|
|
|
Services |
Information security governance |
National privacy policy due diligence auditing |
As of 21 December 2001, all organisations are required to comply with the National Privacy Policies, which include a specific Data Security module. This module is referred to as NPP4 Data Security.
The development of information technology and the Internet has dramatically increased the quantity of information available in digital form. This proliferation of digital information affects all facets of the private and commercial community and puts individuals at risk of having their personal information shared unduly.
Paper based systems provide a certain level of privacy protection, however their inherit limitations have forced the migration of personal information into IT systems, this has major implications for the privacy of individuals.

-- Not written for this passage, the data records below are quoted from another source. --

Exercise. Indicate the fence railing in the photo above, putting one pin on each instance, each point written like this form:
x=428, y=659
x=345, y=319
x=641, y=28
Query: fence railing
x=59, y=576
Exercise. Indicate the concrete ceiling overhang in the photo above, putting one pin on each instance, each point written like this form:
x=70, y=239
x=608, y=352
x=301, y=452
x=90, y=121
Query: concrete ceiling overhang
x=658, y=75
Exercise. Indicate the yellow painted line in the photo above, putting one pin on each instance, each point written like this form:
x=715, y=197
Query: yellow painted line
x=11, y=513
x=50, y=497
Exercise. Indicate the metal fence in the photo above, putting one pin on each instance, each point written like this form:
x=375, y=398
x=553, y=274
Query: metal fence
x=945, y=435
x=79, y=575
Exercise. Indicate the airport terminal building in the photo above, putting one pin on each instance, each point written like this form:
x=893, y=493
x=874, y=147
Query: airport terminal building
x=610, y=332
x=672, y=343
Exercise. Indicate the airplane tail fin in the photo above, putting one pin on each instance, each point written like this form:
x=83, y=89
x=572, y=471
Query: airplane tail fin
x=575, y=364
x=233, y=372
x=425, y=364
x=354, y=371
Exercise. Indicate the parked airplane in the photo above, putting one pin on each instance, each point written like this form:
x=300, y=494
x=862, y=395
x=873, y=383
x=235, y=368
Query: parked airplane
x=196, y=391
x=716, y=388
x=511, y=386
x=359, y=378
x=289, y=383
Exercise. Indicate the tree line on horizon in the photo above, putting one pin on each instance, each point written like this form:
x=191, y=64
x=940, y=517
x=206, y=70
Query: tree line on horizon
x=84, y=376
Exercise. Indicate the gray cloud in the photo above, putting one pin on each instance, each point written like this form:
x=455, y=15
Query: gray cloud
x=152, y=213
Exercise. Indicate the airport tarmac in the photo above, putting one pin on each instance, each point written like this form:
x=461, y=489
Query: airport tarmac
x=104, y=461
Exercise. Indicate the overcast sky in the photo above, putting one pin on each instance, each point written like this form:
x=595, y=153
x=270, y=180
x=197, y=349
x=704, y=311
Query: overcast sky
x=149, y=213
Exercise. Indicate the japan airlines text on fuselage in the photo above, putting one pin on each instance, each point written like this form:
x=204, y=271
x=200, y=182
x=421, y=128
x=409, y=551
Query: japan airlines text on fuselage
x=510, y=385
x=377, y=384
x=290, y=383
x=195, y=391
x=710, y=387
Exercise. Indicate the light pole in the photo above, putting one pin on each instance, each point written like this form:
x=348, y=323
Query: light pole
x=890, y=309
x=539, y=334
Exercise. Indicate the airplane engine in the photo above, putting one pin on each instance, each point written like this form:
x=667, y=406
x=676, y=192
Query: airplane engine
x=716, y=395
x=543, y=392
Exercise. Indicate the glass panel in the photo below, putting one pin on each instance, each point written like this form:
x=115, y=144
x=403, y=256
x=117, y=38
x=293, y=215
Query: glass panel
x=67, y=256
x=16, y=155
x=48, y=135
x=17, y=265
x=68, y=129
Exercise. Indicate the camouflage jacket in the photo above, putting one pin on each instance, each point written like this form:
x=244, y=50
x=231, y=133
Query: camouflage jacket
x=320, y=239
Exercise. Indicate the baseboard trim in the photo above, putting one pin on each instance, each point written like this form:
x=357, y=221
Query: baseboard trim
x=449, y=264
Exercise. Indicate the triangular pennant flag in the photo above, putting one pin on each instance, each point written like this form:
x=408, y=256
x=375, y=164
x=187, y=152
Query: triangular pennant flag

The act has two major points:
4.1 An organisation must take reasonable steps to protect the personal information it holds from misuse, loss and unauthorised access, modification or disclosure.
4.2 An organisation must take reasonable steps to destroy or permanently de-identify personal information if it is no longer needed for the purpose for which it was originally collected.
Companies which fail to comply with the NPP4 can and will be prosecuted. Senior managers are considered to be personally liable for the security of the personal information help by their company of employment.
Sentinel Data Security provides a "signing off" service in which we confirm a company's compliance with relevant policies.
|
Policies, procedures and guidelines development |
Your security policy serves as a map for your organisation, demonstrating ways to protect itself from internal and external attacks as well as employee mistakes.
Information security policies support the security and management of information resources, they are the foundation, the bottom line, of information security within your organisation.
The security policy for an organisation is comprised of a collection of documents including the policy itself, procedures, guidelines and standards. These documents provide an organisation with a broad summary of their security as well as the step-by-step installation details of the particular system.
These policy documents address the need to protect personnel, information and property assets. Furthermore they provide management with detailed action plans which can be employed in the event that a company's information assets or activities are in jeopardy.
Sentinel Data Security closely aligns its policy frameworks with the Australian and International legal standards (AS/NZS 4444 & ISO 17799). This will ensure that the organisation meets its legal requirements, adheres to its industry best practices act and is up to international standards, while protecting itself from potential threats.
Incident Response Policy:
Managing the aftermath of an attack requires a high level of security expertise to ensure that disaster recovery and forensics investigations are successful. Sentinel will inform clients of how the attack was perpetrated and advise companies on ways to re-establish the integrity of their network or system. Sentinel can also conduct computer fraud investigation and gather evidence to help with prosecution.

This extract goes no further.